Lastly, Bernstein lists perseverance. She echoes Winston Churchill's famous remarks during the London blitz: never give in; never, never, never, never give in. If you can persevere through the trials and tribulations that are always part of a marriage, then you are more likely to resolve them effectively.

Perseverance involves courage and sticktuitiveness. If you are a natural-born quitter; if you fold your hand at the first sign of trouble; if you have no confidence in your ability to turn a bad situation to your advantage... then you will have difficulty sustaining a long, happy marriage.

If you find that you lack this quality, then now is not too late to begin building it, and not just in your marriage.

Perseverance also means that keeping your word, no matter what, is of consummate importance to you.
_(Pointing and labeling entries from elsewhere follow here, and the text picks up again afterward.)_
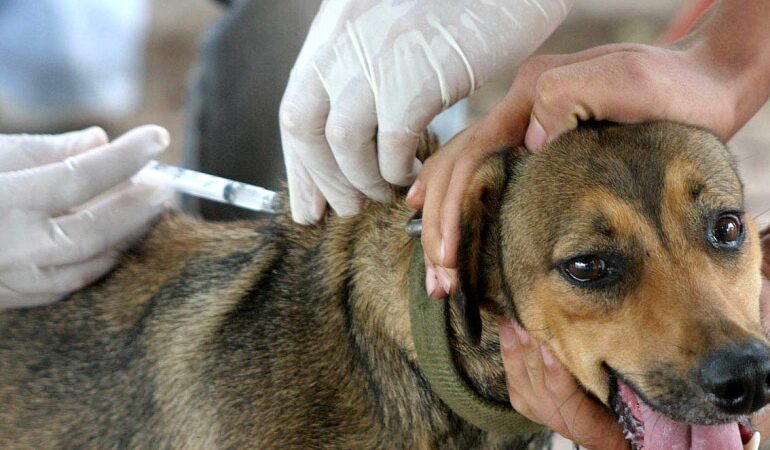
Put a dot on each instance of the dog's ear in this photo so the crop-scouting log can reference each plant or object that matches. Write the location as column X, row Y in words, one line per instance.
column 478, row 224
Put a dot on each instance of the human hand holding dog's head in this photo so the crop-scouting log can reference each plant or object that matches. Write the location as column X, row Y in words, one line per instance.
column 541, row 389
column 707, row 81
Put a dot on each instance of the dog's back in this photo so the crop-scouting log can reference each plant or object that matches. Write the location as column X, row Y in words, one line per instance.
column 121, row 363
column 247, row 335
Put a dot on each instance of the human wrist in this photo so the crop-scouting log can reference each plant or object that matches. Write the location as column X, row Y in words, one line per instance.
column 736, row 65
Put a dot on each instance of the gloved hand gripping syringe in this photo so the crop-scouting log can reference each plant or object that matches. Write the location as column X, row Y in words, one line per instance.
column 207, row 186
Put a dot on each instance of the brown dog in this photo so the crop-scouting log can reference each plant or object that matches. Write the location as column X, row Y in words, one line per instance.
column 623, row 248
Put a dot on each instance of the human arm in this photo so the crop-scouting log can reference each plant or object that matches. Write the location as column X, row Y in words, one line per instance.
column 714, row 78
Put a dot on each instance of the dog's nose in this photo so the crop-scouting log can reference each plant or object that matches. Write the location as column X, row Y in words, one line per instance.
column 737, row 378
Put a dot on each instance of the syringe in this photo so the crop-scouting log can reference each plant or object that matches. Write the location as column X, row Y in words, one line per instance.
column 207, row 186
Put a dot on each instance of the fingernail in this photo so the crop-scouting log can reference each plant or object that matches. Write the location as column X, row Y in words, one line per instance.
column 523, row 336
column 380, row 193
column 536, row 136
column 548, row 358
column 413, row 190
column 91, row 137
column 444, row 279
column 163, row 137
column 430, row 280
column 507, row 336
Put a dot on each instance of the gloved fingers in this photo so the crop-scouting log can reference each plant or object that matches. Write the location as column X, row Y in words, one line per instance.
column 396, row 149
column 23, row 151
column 56, row 281
column 303, row 121
column 305, row 199
column 62, row 185
column 100, row 227
column 303, row 112
column 351, row 129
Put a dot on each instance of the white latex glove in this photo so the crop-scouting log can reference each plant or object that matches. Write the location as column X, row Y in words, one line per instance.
column 371, row 76
column 47, row 251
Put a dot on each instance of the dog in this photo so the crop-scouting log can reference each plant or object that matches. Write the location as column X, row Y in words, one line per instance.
column 625, row 249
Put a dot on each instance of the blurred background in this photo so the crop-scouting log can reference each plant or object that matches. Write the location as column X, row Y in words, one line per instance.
column 213, row 74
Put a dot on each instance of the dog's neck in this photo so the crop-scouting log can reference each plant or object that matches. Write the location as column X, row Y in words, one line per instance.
column 380, row 291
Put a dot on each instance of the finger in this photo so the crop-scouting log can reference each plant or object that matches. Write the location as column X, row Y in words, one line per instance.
column 81, row 236
column 22, row 151
column 580, row 418
column 311, row 167
column 765, row 243
column 516, row 375
column 351, row 130
column 465, row 166
column 415, row 198
column 533, row 358
column 62, row 185
column 621, row 86
column 57, row 280
column 397, row 141
column 435, row 175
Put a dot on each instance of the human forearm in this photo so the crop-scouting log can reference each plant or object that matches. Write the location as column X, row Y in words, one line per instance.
column 732, row 43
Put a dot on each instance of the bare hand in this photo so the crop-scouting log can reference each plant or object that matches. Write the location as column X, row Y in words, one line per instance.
column 544, row 392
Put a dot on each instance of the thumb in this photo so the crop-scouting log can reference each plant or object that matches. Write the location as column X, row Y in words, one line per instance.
column 620, row 86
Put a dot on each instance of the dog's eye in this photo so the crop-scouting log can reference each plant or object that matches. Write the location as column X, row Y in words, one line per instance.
column 586, row 268
column 726, row 231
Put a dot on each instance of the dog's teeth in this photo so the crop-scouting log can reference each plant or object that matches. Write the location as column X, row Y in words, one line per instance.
column 753, row 443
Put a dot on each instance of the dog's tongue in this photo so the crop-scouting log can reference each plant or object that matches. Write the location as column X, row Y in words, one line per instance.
column 662, row 433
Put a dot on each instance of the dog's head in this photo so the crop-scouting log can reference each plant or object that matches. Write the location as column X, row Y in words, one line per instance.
column 627, row 251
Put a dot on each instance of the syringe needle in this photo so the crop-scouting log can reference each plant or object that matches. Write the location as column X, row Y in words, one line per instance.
column 207, row 186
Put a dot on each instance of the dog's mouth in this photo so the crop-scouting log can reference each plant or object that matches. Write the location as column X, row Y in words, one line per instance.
column 647, row 429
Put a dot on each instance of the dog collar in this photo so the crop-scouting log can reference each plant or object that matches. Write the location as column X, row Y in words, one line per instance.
column 430, row 322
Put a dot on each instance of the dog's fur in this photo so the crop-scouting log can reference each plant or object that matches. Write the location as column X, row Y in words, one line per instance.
column 275, row 335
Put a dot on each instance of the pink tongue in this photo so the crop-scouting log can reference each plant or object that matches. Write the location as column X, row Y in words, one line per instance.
column 662, row 433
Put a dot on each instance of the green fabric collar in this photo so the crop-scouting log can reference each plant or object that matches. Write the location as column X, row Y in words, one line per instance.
column 430, row 322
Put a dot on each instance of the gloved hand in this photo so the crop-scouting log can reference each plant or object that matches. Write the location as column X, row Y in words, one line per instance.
column 371, row 76
column 46, row 250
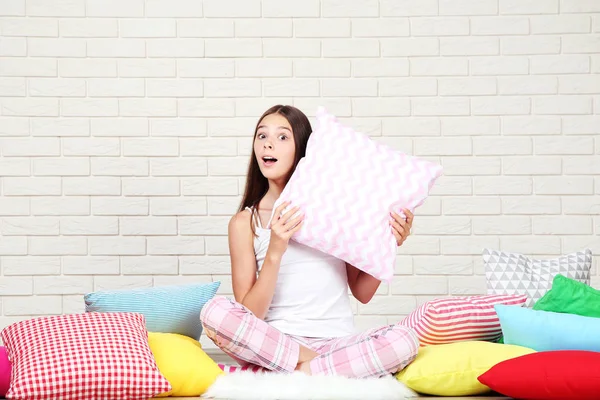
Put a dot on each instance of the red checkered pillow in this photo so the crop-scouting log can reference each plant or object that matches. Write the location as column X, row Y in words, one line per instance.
column 82, row 356
column 459, row 318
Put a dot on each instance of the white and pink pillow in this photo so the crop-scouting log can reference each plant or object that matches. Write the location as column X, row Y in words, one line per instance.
column 459, row 318
column 82, row 357
column 346, row 186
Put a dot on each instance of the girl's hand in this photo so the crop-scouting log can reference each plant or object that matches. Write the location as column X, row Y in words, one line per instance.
column 401, row 227
column 283, row 227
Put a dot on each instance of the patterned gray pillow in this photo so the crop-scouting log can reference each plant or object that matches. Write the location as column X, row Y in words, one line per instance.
column 513, row 273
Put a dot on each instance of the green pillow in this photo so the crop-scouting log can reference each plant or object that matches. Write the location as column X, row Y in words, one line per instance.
column 570, row 297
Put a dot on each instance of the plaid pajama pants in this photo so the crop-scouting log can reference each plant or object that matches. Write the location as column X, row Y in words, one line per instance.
column 251, row 341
If your word is your bond, taking vows in public should be ample reason to stick with a difficult situation and working through it.
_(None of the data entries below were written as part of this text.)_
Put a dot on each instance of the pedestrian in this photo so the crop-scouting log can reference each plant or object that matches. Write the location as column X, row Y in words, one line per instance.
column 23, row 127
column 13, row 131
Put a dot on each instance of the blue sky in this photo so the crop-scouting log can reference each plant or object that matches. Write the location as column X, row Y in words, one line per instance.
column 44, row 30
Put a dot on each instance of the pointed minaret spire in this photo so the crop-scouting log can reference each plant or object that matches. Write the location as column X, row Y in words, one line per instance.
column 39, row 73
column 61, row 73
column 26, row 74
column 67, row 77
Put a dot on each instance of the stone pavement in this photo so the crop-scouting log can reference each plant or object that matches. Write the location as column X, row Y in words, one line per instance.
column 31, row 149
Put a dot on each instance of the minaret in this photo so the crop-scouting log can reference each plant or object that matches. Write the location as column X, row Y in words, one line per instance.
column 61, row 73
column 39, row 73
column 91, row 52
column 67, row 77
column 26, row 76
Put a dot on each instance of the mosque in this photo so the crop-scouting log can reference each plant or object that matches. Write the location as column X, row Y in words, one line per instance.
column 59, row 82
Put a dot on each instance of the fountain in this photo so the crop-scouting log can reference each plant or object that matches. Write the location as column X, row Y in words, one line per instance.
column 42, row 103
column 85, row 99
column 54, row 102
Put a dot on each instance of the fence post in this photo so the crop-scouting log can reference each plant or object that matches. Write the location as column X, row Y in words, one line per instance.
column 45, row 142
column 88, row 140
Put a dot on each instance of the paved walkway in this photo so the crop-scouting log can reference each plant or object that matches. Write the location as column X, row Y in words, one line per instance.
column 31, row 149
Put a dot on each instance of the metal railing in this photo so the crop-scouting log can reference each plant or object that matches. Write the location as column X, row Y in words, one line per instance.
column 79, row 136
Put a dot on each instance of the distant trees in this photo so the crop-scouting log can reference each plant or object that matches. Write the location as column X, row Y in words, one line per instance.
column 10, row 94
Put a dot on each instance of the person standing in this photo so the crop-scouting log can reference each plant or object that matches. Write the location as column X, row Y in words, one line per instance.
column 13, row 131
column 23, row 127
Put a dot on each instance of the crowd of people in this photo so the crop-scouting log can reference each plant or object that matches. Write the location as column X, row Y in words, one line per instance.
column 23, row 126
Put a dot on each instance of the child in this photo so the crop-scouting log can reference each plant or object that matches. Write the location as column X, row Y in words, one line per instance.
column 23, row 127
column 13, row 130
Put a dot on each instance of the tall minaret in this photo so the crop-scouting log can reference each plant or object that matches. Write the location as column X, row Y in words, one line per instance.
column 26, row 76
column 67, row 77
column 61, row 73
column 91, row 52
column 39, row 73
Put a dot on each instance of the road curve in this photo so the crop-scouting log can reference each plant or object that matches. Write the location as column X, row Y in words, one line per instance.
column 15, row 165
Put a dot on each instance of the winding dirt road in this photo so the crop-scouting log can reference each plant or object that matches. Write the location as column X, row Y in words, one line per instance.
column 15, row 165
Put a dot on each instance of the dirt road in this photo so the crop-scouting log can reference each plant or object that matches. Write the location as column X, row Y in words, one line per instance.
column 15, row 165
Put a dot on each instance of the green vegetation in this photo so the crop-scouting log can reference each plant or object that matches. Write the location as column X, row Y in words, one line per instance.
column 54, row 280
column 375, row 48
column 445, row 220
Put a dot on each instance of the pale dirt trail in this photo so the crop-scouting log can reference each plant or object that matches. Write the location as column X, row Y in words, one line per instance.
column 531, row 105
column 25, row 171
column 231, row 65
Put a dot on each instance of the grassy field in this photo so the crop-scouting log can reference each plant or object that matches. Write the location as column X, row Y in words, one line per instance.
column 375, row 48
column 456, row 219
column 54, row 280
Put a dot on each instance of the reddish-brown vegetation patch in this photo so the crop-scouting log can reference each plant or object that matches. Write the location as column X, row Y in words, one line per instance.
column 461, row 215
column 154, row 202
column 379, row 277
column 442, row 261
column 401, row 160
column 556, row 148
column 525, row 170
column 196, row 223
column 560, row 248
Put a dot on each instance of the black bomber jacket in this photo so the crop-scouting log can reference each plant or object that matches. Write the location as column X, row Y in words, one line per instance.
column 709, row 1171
When people ask me what makes for a long, happy marriage, I usually add one recommendation of my own. That is: routines.

A relationship is not just an amorphous state of feeling that needs to be activated or renewed from time to time. A relationship grows and solidifies because two people have breakfast together or go for a swim together every day, day after day.

Keeping to routines shows a commitment to the relationship and an ability to be responsible and reliable. You can talk all you want about commitment, but if you do not walk the walk, on a daily basis, your marriage will begin to feel like two strangers going bump in the night.


RileyD, nwJ said...

Thank you. Wonderful article/essay.

I would like to add my $0.02 as a husband approaching 39 years of marriage while linking some of them to ideas in "Secrets for a Long, Happy Marriage".
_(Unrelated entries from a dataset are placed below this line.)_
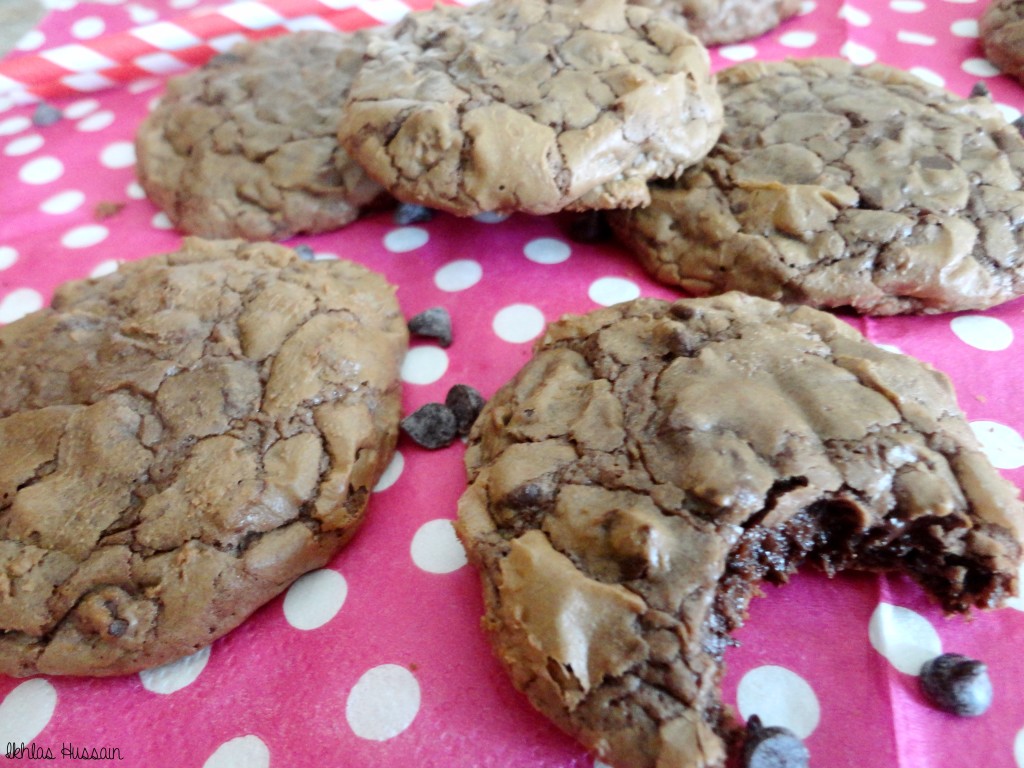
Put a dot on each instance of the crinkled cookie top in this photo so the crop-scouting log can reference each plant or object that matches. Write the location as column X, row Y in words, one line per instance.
column 178, row 441
column 246, row 146
column 653, row 462
column 837, row 185
column 531, row 105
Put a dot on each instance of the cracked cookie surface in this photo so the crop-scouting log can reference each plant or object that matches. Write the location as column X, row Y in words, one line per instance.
column 653, row 462
column 835, row 185
column 719, row 22
column 530, row 105
column 181, row 439
column 1001, row 31
column 246, row 145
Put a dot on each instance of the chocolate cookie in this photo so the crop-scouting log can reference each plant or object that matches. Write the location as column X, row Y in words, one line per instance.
column 246, row 146
column 719, row 22
column 836, row 185
column 1001, row 33
column 531, row 105
column 653, row 462
column 179, row 441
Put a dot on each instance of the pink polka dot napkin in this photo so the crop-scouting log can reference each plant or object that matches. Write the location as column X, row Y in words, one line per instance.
column 378, row 659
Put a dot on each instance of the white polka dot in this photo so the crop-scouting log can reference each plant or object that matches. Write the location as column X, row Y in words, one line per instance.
column 965, row 28
column 458, row 275
column 242, row 752
column 406, row 239
column 383, row 702
column 10, row 126
column 315, row 598
column 80, row 109
column 981, row 68
column 85, row 236
column 608, row 291
column 161, row 221
column 390, row 475
column 26, row 711
column 491, row 217
column 436, row 549
column 18, row 303
column 88, row 28
column 31, row 40
column 798, row 39
column 980, row 332
column 175, row 675
column 854, row 15
column 547, row 251
column 737, row 52
column 96, row 122
column 118, row 155
column 518, row 323
column 41, row 171
column 929, row 76
column 857, row 53
column 1010, row 113
column 109, row 266
column 1004, row 445
column 914, row 38
column 424, row 365
column 7, row 257
column 66, row 202
column 1017, row 603
column 780, row 697
column 905, row 638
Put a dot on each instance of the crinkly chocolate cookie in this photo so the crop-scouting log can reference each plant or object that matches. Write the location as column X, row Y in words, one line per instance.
column 721, row 22
column 1001, row 32
column 836, row 185
column 246, row 146
column 534, row 105
column 178, row 441
column 653, row 462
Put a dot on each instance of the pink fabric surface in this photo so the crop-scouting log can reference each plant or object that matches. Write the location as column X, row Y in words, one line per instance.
column 378, row 659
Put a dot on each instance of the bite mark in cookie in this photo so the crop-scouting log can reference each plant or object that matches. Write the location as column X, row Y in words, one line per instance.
column 653, row 463
column 180, row 440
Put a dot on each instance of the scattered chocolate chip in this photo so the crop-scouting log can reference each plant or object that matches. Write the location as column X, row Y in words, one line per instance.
column 45, row 115
column 305, row 252
column 410, row 213
column 434, row 323
column 772, row 747
column 431, row 426
column 466, row 403
column 957, row 684
column 589, row 226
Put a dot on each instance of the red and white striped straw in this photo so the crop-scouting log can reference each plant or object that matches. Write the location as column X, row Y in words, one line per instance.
column 183, row 42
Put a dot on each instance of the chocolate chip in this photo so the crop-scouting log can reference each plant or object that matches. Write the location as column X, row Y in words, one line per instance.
column 410, row 213
column 45, row 115
column 772, row 747
column 957, row 684
column 465, row 402
column 434, row 323
column 432, row 426
column 589, row 226
column 980, row 90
Nephews and nieces have asked a number of times how our marriage has been able to last. In response a list of "Cs" was generated.

The Cs of a Successful Marriage

1 - Christ. Every marriage needs standard, a set of values, to attempt to live up to. In our marriage our values come from a shared commitment to Christ.

2 - Commitment. You have to be committed to each other, to the marriage, and divorce has to be a "4 letter word" if your marriage is to last.

3 - Character. Without character, commitment is nothing more than a house of cards. With character you can make it through the tough times – even the tough years. Without it nothing lasts.

4 - Communication. You must be able to talk with each other. And you must be able to listen to each other. Understand, listening is a skill and work on it, hone it for it is your marriage's life saver in difficult times.

5 - Compromise & Counting. Compromise does not get in the way of commitment and character. It actually makes them stronger if applied with common sense. But how to that? By counting. When you have disagreements (and you will have plenty) ask yourself very seriously - how important is this doing to be - counting out in time - in one hour, one day, one week, one month, one year? If it is not going to be important to you for a long period of time, it is time to compromise. However, if it is going to be important to you for a long time you must communicate that and why it is so.

6 - Choosing. So much of life is about choices you must learn some basic ones. Choose to avoid drama whenever possible, choose to spend time together regularly (shows commitment), choose life affirming actions - positive movies, books, walks etc.

Following the Cs above has not made our marriage perfect. But they have helped it to not only survive, but made it both sweeter and stronger. For that I am very grateful to my God and my bride.

RileyD, nwJ - Husband, Father, Grandfather

Stuart Schneiderman said...

My thanks to you, for a wonderful testimony to the power of faith and character.